Aku memutar bola mata. Dia tidak tahu atau pura-pura tidak tahu?

Itu semua juga karena ulahnya, kan?

Aku ingat dengan jelas bagaimana tingkah Tio saat pertama kali dia mengantarku ke sekolah. Dia dengan tanpa malu menyapa semua siswi yang kebetulan juga sedang berjalan memasuki gerbang sekolah.

"Hai, temennya Grey ya? Tolong jagain Grey selama di sekolah ya," ucapnya dengan senyum lebar.

Aku mencibir di sampingnya. Dia sukses mempermalukanku dan membuatku jadi pusat pembicaraan. Apa dia pikir dia sedang mengantarkan anak kecil masuk ke taman kanak-kanak untuk pertama kalinya?
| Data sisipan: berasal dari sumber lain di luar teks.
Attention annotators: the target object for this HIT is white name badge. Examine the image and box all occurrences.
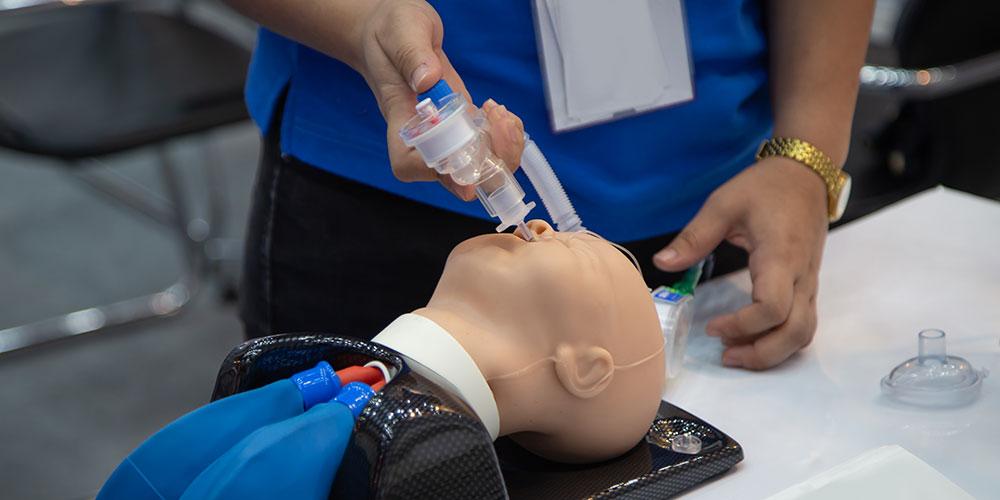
[534,0,694,132]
Aku sudah hampir 3 tahun sekolah di tempat ini dan baik-baik saja tanpa pernah meminta siapa pun menjagaku.

Semenjak itu, setiap pagi ada beberapa siswi yang aku tidak kenal, rajin menyapaku ketika keluar dari pintu mobil. Seolah mereka memang mengenalku padahal aslinya mereka hanya ingin melihat wajah Tio yang kata mereka seperti pangeran tampan di negeri dongeng. Tingkah mereka yang sok akrab denganku padahal mata mereka sibuk curi-curi pandang.

Benar-benar merepotkan.

Tio juga tidak tahu bahwa mulanya memang mereka menyambutku, melambaikan tangan, dan senyum-senyum padaku. Tapi lihat saja begitu masuk dalam lingkungan sekolah, satu-persatu akan menghilang hingga tinggal satu orang saja yang menemaniku berjalan menuju kelas.

Orang itu adalah Ravicha. Pernah suatu pagi setelah cewek-cewek itu pergi, aku hanya mengedikkan bahu sedangkan Ravicha tertawa terbahak-bahak. Dia berkata, "Kamu mendadak populer. Aku sampai kewalahan."

Bukan hanya Ravi, aku pun kewalahan. Karena itulah aku memilih untuk datang ke sekolah lebih awal. Daripada harus bertemu dengan teman-teman fana itu. Tapi pagi ini usahaku gagal karena insiden flashdisk tadi. Saat mobil Tio terparkir di depan sekolah, aku melihat beberapa siswi menunggu di gerbang dan menatap mobil Tio.

"Teman-temanmu udah menunggu."

Aku berdecak lalu turun dari mobil Tio tanpa berpamitan.